6D-ViT

teaser

Overview

This is the offical repository of our recent work 6D-ViT: Category-Level 6D Object Pose Estimation via Transformer-Based Instance Representation Learning, we provide the pose estimation results on the REAL275 testset to evaluate the performance of our method.
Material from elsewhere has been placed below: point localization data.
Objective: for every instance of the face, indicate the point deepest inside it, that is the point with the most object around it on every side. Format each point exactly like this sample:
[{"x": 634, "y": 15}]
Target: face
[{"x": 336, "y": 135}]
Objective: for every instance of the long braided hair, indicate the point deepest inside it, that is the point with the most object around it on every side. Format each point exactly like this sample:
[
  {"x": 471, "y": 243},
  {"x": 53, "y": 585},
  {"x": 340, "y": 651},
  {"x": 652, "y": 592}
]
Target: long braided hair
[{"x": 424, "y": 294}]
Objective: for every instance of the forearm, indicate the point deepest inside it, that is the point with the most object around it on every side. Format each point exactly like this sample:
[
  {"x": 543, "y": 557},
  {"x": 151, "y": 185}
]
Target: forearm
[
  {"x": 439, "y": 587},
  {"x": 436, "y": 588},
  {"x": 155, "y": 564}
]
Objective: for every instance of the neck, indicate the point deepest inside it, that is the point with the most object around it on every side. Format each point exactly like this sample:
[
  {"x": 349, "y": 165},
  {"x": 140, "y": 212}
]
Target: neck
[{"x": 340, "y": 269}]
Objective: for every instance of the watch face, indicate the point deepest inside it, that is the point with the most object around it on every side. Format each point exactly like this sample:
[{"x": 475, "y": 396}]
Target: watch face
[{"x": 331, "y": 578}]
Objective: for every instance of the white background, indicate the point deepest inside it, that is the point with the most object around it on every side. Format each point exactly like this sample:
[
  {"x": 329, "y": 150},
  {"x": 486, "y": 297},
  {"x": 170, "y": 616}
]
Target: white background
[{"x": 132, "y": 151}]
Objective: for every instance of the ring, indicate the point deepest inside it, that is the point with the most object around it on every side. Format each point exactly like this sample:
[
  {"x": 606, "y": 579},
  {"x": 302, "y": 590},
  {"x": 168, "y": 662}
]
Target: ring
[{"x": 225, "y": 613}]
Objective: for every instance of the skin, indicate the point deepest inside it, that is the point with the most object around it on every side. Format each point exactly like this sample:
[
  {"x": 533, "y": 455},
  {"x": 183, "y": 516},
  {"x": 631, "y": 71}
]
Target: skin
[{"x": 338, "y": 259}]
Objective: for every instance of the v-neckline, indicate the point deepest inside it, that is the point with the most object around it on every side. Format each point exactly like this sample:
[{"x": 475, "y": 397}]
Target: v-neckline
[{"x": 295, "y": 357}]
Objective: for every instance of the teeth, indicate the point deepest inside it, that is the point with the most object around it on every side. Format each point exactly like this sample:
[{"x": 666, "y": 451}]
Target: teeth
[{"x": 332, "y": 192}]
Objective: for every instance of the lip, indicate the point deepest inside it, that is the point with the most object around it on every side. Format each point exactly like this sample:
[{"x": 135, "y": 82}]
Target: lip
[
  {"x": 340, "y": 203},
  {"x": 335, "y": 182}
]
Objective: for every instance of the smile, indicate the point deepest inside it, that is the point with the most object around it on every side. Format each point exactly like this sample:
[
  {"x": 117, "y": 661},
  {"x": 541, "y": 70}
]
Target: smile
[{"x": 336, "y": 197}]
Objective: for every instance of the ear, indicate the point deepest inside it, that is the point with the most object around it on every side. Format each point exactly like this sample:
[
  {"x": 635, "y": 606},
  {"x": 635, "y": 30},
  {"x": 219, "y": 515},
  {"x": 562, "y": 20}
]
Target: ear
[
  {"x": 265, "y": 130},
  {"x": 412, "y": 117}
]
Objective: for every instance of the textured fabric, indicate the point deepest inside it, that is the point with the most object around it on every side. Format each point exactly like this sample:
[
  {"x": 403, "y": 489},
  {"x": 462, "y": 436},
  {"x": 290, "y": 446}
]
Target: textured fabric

More information will be released soon.

Dependencies

Python 3.6
PyTorch 1.7.1+cu110
CUDA 11.2
OpenCV-python 4.4.0

Evaluation on the REAL275 testset

Download the Mask R-CNN results, pose predictions by NOCS, NOF, SPD and our 6D-ViT from here
The pretrained model on the NOCS-REAL dataset is here

unzip -q real_test.zip
ROOT=/path/to/6D-ViT
mkdir $ROOT/results
mv real_test/* $ROOT/results
rmdir real_test
cd $ROOT
python evaluate_mean_real.py

The evaluation results will be generated under the folder _$ROOT/results/6D-ViT_results/realtest/

teaser

Dataset	Category	3D₅₀	3D₇₅	5°2cm	5°5cm	10°2cm	10°5cm	10°10cm
REAL275	Bottle	0.5766	0.5005	0.5799	0.6318	0.7969	0.8703	0.9752
	Bowl	0.9999	0.9992	0.7874	0.8186	0.9548	0.9914	0.9914
	Camera	0.8709	0.1917	0.0000	0.0000	0.0014	0.0019	0.0019
	Can	0.7146	0.6996	0.5350	0.5624	0.8573	0.9551	0.9555
	Laptop	0.8334	0.6170	0.3383	0.4461	0.6163	0.9217	0.9361
	Mug	0.9878	0.8577	0.0490	0.0524	0.3166	0.3333	0.3333
	Average	0.8306	0.6443	0.3816	0.4186	0.5906	0.6789	0.6989

Citation

If you find this work helpful, please consider citing

@article{zou20226d,
  title={6d-vit: Category-level 6d object pose estimation via transformer-based instance representation learning},
  author={Zou, Lu and Huang, Zhangjin and Gu, Naijie and Wang, Guoping},
  journal={IEEE Transactions on Image Processing},
  volume={31},
  pages={6907--6921},
  year={2022},
  publisher={IEEE}
}

Acknowledgement

Our work is built upon object-deformnet, we thank the authors for releasing their code.